La deuxième révolution...


« La deuxième révolution, c'est ce concept de chirurgie assistée par ordinateur ( …) Tout d'un coup, on s'apercevait qu'on opérait avec une caméra et puis seulement deux instruments qui remplaçaient la main gauche et la main droite et qu'on était dans une position très peu ergonomique et qu'il y avait sûrement des efforts à faire pour la sécurité du geste et une grande qualité du geste chirurgical. D'où est née la notion de chirurgie assistée par ordinateur, c'est-à-dire donner au chirurgien une intelligence amplifiée qui allait permettre de sécuriser et d'améliorer son geste chirurgical », - explique le
Dr Marescaux.


La troisième révolution...

« Vous voyez qu'entre les gestes du chirurgien, l'analyse de l'ordinateur et l'effecteur, il y a deux mètres, trois mètres qu'il y a cette distanciation. Et c'est parce qu'il y avait ce concept de distanciation qu'on s'est dit qu'on pouvait le faire avec des milliers de kilomètres. Et c'est là qu'est né le concept de l'opération Lindbergh, de faire le même geste en transatlantique...», précise le
Dr Marescaux.


L'utilisateur contrôle la pince et le scalpel à l'aide de commandes manuelles...

La vitesse d'exécution est réglée par cette pédale qui agit comme l'accélérateur d'une automobile...

La caméra miniature répond au son de la voix...

Et l'ordinateur fait tout le reste!




Un obstacle de taille : le décalage...

En septembre 2000, l'équipe du Dr Marescaux avait procédé à un essai simulé sur animal, un cochon. Cette chirurgie transatlantique unissait les villes de Strasbourg et de Paris:
«Avec ces 1 000 kilomètres, on s'est aperçu qu'il y avait une digitalisation de l'image, que le délai était trop important : on a mis plus de cinq heures pour faire ce geste d'ablation de la vésicule, alors que normalement, cela nécessite entre 20 et 30 minutes», - précise le Dr Marescaux.

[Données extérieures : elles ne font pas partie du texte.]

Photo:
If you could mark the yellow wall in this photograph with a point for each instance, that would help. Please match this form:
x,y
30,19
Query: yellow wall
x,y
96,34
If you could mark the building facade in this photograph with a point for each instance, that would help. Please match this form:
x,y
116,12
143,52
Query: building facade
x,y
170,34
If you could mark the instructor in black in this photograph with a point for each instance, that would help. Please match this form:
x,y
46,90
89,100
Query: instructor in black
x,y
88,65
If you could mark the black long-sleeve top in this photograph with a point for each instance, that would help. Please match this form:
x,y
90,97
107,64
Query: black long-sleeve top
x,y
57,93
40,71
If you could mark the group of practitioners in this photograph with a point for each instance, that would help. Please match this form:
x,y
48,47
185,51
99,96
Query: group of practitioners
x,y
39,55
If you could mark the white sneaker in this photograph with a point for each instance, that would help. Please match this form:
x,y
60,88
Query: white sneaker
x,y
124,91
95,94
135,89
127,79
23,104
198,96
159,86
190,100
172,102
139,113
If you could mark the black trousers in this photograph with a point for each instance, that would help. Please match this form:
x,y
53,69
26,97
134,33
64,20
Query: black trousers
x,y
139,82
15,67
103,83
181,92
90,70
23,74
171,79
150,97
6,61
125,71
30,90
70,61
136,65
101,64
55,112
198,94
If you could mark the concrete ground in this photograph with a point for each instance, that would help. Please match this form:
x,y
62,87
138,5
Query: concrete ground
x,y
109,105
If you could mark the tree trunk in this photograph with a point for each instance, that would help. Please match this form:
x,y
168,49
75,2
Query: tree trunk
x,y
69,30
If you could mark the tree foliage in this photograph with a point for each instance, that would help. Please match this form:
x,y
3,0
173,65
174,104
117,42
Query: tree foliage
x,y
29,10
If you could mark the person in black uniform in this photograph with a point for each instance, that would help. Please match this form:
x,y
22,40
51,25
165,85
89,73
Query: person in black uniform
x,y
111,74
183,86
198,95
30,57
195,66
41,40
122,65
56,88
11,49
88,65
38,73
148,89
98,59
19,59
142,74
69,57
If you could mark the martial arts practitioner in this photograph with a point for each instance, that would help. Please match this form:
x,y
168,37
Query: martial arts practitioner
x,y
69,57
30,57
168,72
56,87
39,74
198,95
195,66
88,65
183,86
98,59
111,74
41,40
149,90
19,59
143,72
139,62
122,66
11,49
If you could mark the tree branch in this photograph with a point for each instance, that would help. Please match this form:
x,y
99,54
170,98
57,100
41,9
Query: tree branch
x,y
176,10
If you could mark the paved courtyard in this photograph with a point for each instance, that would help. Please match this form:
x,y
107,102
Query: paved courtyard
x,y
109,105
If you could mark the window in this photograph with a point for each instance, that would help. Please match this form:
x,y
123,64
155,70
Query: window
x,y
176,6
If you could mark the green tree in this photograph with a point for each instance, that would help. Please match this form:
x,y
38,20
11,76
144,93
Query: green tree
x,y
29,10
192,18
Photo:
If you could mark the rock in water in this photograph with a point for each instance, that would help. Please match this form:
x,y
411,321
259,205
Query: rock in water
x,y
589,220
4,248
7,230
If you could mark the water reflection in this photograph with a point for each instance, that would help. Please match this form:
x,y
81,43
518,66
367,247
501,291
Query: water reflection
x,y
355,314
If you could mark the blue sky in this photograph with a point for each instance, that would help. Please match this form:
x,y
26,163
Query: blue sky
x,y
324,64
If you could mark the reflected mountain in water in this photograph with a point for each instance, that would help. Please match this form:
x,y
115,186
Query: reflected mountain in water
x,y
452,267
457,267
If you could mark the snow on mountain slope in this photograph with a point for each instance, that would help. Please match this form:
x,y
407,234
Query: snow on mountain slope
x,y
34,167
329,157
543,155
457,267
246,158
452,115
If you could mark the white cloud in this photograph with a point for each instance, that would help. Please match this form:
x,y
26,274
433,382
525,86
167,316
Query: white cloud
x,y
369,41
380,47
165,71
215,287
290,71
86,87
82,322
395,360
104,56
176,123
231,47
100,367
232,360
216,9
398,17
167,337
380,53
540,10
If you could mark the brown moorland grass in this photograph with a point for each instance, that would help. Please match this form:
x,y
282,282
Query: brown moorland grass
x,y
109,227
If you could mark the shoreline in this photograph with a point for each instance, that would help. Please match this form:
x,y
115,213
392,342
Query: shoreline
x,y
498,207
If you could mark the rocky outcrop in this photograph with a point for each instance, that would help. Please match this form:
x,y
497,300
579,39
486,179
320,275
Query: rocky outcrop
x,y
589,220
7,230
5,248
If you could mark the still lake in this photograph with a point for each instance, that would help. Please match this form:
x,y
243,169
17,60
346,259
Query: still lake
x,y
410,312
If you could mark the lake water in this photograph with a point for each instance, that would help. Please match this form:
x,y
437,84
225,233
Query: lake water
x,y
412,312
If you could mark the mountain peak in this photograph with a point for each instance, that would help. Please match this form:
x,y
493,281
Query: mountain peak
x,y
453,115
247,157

On comprend alors que c'est la transmission de l'information à longue distance qui pose des difficultés. Le son et l'image se rendent trop lentement d'une ville à l'autre.



Entre New York et Strasbourg, le décalage est très important : il faut environ 400 millièmes de secondes pour que l'ordinateur transforme en mode numérique les commandes du chirurgien et les images en provenance de la salle d'opération! Et il faut ajouter à cela 80 millièmes de secondes pour leur faire traverser l'Atlantique à la vitesse de la lumière sur le réseau de fibres optiques.

Or, 480 millièmes de secondes, c'est beaucoup trop : l'opération Lindbergh n'est possible qu'en deçà de 300 millièmes de secondes!


« La performance, la prouesse des ingénieurs français de France Télécom, c'est d'avoir réussi à trouver des décodeurs et de les régler, de trouver des nouveaux algorithmes de codage et de compression qui permettent d'aller plus vite que ce qui était actuellement disponible sur le marché commercial », estime Alain Bernard, chef de projet, Opération Lindbergh France Telecom.


Le grand jour...


Finalement, le matin du 7 septembre, tout est en place. Jacques Marescaux, très calme, pose des gestes qu'il connaît sur le bout de ses doigts. Si l'opération Lindbergh est un succès, il aura fait la preuve que la téléchirurgie à longue distance est plus qu'une simple curiosité technologique...



Quarante-cinq minutes plus tard, tout est déjà terminé. Et tout s'est déroulé parfaitement. D'ici peu de temps, Jacques Marescaux croit que la technologie sera suffisamment éprouvée pour permettre une intervention complexe comme le pontage coronarien...

Mais êtes-vous prêts pour la chirurgie cardiaque à longue distance?